# Where are you applying?



## dragynally (Jan 24, 2009)

Just curious   
New here trying to make friends


----------



## Filipe (Jan 25, 2009)

USC, AFI, Columbia, NYU, Northwestern


----------



## Justin18 (Jan 25, 2009)

AFI, USC, UCLA, Columbia, Florida St., Northwestern, Columbia College, Boston University, and Loyola Marymount


----------



## Rob the film guy (Jan 25, 2009)

SFSU (San Francisco state)
UCLA
CSULA (Cal State Los Angeles)
Collumbia (in NY)
Collumbia in Chicago
NYU
Chapman University
Boston College
CSUN (Cal State Northridge)

thats the list of schools that I am going to apply to as of right now   I am going to visit a good amount of these schools and some more in the next couple months (since I live in southern california)


----------



## Carebear (Jan 25, 2009)

UCLA, USC, Chapman, LMU, U Texas.


----------



## Rob the film guy (Jan 25, 2009)

@Justin18
Do you have any information on Northwestern or Loyola?  I was thinking about them as well, but thought they had more of a theater department, rather than film


----------



## Justin18 (Jan 25, 2009)

Well I'm applying for screenwriting, but...

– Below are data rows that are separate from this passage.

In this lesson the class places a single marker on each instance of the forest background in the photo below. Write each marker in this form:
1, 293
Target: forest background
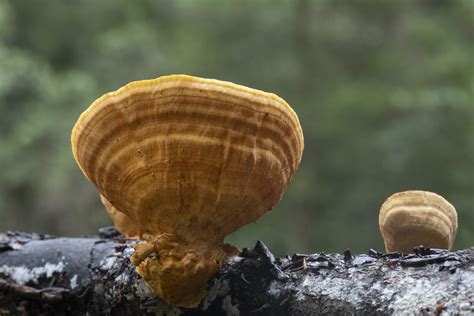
383, 89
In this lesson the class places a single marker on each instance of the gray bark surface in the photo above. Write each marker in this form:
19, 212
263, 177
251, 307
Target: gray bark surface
42, 275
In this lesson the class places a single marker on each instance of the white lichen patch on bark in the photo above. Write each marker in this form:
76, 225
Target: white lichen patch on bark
401, 289
73, 282
22, 274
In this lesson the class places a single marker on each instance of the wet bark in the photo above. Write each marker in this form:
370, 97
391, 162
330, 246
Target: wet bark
52, 275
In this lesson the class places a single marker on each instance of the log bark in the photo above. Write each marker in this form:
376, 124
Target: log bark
42, 274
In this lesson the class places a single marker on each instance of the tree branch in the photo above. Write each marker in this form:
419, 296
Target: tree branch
42, 274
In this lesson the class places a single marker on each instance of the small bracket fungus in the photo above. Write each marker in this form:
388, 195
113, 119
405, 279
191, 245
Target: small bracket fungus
412, 218
188, 161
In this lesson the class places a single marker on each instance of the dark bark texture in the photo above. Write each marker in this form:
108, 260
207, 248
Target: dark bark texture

Northwestern apparently only has six grad students, and that size of a writing program is somehwat intriguing to me.  Their program also seems to be cross-disciplinary in terms of film, TV, and theatre writing, but also flexible enough to offer very specific courses (don't how they'd pull that with 6 students per year though).  The location - Evanston - is also appealing in that it's one of the more diverse, beautiful,and socially progressive areas of Chicago. And, it's Northwestern.

Perusing their website, LMU's screenwriting program looks like it has faculty members with impressive backgrounds.  Its location is of course  a big plus, and their 3-year screenwriting program seems to have very industry-specific courses. LMU seems to be a bit on the periphery of the major film schools, but then again this is often where the most original work seems to come from.

Just my observations.


----------



## Cheneration (Jan 25, 2009)

AFI    and NYU


----------



## SimAlex (Jan 25, 2009)

AFI, UCLA, USC, Columbia, Texas, NYU, Chapman, Loyola Marymount. the waiting is driving me crazy. lol


----------



## Rob the film guy (Jan 26, 2009)

is AFI accredited?  as in is it a certificate or is it a degree program?


----------



## Filipe (Jan 28, 2009)

Northwestern accepts 12 students (being roughly 6 for screenwriting, 6 for dramatic writing, but it's the same course, ultimately)

Their admissions office informed that they receive around 150 applications each year.


----------



## Jayimess (Jan 28, 2009)

AFI is an accredited institution, but their conservatory offers only MFAs and certificates.


----------



## Botafogo (Jan 29, 2009)

NYU and Columbia Directing MFA


----------



## Suzako (Jan 29, 2009)

UCLA, USC, Columbia, NYU

screenwriting. 

just trying to keep busy and stop thinking about jinxes.


----------



## Blakeh (Jan 30, 2009)

UCLA, USC, Chapman, U Miami, Boston U


----------



## d.a.l.f. (Feb 1, 2009)

BU, UM, UCLA, USC, NYU, COLUMBIA


----------



## tabbycat (Feb 4, 2009)

Applied to AFI and Chapman, both for editing... wish I'd applied to more schools, but decided 1) I wanted to stay in CA and 2) I wanted to go specifically for editing.


----------



## Jayimess (Feb 4, 2009)

tabbycat, 

I think you did the right thing.  I might be biased since my roommate did the exact thing...with the same reasons and "I wish I'd applied to..." regrets as she waited to get in.

You'll be fine!

She got accepted to CU long before AFI...Chapman may try to force their hand on you, but if you're strong and demand an extension on your decision, they will give in.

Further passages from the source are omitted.